AP Photo/Chuck Burton

President Donald Trump speaks with Pastor Franklin Graham in March. Graham is one of several conservative religious leaders to criticize the administration's family separation policy. 

When it comes to public policy, Donald Trump doesn't believe in very much. He has little in the way of strong feelings about abortion or guns or health care, for instance, though he understands that staying consistent with Republican orthodoxy is politically important for him. But there are a few issues he cares deeply about, and has since before he became a politician. Trade is one of them; he thinks that whenever an American buys something made in another country, the country has been made to look the fool and the world is laughing at us. The other major issue on which Trump has firm beliefs is immigration, and now we are truly seeing those beliefs put into practice, and the result is one of the more intense controversies of this presidency.

After a lengthy internal argument in which the utility and morality of separating children from their parents when they try to cross the border was debated by Trump administration officials, the hardliners won out. Now, instead of putting families into immigration detention (where they could stay together), the adults would be criminally prosecuted and their children removed from them.

The cruelty of this policy was its very rationale: The more horrifying the site of children being torn from their parents' arms, the more powerful a deterrent to illegal immigration it would provide. On May 7, Attorney General Jeff Sessions announced the new policy with evident pride. "Today, the Department of Homeland Security is partnering with us and will begin a new initiative that will result in referring 100 percent of illegal Southwest Border crossings to the Department of Justice for prosecution," he said. "If you are smuggling a child, then we will prosecute you and that child will be separated from you as required by law.
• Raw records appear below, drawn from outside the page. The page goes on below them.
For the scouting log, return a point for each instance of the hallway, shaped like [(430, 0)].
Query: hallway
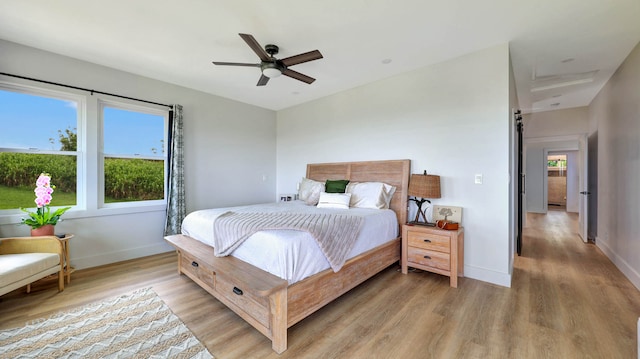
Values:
[(578, 304)]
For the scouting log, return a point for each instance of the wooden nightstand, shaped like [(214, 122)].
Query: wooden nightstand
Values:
[(433, 249)]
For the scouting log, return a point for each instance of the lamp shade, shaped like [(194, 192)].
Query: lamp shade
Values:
[(424, 186)]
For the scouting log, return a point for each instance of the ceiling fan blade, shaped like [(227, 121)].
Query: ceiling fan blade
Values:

If you don't like that, then don't smuggle children over our border."

Had things worked as planned, people in Mexico and Central America would have been aghast, but Americans would have found it right and proper. And in recent weeks, President Trump has been trying even harder than usual to dehumanize immigrants. "You wouldn't believe how bad these people are," he said at a recent White House roundtable. "These aren't people. These are animals." Facing criticism for the remark, Trump's spokespeople insisted he was only talking about the MS-13 gang, but Trump seemed to relish the controversy, saying to a crowd at one of his rallies, "They are not human beings. This is why we call the bloodthirsty MS-13 gang members exactly the name I used last week. What was the name?" To which the crowd shouted, "Animals!"

Perhaps that enthusiasm for dehumanizing language displayed by his most ardent supporters led Trump to believe that the family separation policy would be warmly embraced. But it wasn't, and faced with a steady stream of alarming news stories as well as condemnation from some unexpected quarters like conservative religious leaders, the president hit on a creative solution: Keep the policy, but claim that it's actually the Democrats' fault.
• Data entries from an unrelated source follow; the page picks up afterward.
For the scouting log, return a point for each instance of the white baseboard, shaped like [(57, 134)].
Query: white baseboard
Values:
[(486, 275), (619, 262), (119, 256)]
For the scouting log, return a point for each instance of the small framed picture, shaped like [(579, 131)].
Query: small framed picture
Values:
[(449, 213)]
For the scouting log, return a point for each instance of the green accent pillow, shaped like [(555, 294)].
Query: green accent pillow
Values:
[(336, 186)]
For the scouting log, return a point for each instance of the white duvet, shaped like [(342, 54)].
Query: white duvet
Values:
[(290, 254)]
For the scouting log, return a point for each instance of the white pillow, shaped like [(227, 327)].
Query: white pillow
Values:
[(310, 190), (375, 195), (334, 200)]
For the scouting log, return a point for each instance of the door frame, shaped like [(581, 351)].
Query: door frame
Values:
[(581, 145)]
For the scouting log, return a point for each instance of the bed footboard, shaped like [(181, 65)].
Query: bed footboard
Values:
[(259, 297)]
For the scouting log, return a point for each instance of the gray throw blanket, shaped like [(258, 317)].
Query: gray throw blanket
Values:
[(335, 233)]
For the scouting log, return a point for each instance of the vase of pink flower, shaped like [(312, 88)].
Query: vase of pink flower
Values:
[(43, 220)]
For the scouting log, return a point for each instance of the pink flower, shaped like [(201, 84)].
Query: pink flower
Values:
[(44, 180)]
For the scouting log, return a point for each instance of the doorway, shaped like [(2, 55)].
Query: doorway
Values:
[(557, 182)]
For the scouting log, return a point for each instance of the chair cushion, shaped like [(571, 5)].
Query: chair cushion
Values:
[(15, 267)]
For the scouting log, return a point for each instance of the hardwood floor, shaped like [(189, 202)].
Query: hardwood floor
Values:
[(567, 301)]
So he's been spreading this bizarre and obvious lie on Twitter, and forcing his representatives to pretend it's true. At an impromptu press gaggle on the White House lawn on Friday, the president said, "I hate the children being taken away. The Democrats have to change their law. That's their law." It's not, of course—no law requires removing children from parents, and the practice was rare until the Trump administration decided that under its "zero tolerance" policy all border crossers would be criminally prosecuted. The Democrats, furthermore, are in the minority in Congress. If he wants to, Trump can end the policy today, and if Republicans like, they could pass a new law clarifying how families are to be handled.
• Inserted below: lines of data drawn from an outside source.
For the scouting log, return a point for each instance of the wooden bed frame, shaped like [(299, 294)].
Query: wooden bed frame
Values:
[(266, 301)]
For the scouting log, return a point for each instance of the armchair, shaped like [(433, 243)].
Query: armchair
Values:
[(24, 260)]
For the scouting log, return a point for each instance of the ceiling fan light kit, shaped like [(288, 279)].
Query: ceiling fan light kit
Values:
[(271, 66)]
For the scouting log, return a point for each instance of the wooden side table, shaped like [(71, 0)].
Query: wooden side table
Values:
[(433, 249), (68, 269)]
In the meantime, more and more children are being subjected to the nightmare of being taken from their parents. Last week, the Department of Homeland Security reported that just under 2,000 children were separated from their parents over a period of just six weeks.

When the president says "I hate the children being taken away," he's lying, just as surely as he's lying about this all being the fault of the Democrats. If he were telling the truth, he'd do something about it. But this is the path he chose, precisely because he saw traumatizing children and parents as an effective tool to deter immigration.

While most of us would not characterize Donald Trump as a particularly smart man, he has long possessed a kind of dark genius for locating and exploiting what is worst in people. As a businessman he harnessed people's greed and envy to enrich himself, while as a politician he cultivated resentment, hatred, and fear. Few people realized that those malevolent forces could be so powerful they would overcome any hesitation voters might have about electing such an obviously corrupt con artist to the most powerful position on earth, but about that at least, he was right.

Yet today he's testing the limits of the voters and Republican politicians who helped him become president. How much hypocrisy will the "family values" party tolerate? How much cruelty can they stomach? Do they really see immigrants, even children, as subhuman?

The reaction to this ongoing controversy suggests that as a group, conservatives may not be quite as sadistic as the president hoped they would be. It's hard to find more than a few Republicans not in Trump's direct employ who are willing to publicly defend this policy, even if most of them respond in that tone we've gotten used to, the one that says, "I'm deeply uncomfortable with this, but please don't ask me if I'm going to do anything about it."

If nothing else, supporting the president for the last couple of years has not left them without a few remaining ounces of shame. Imagine what would happen if they actually stood up to him.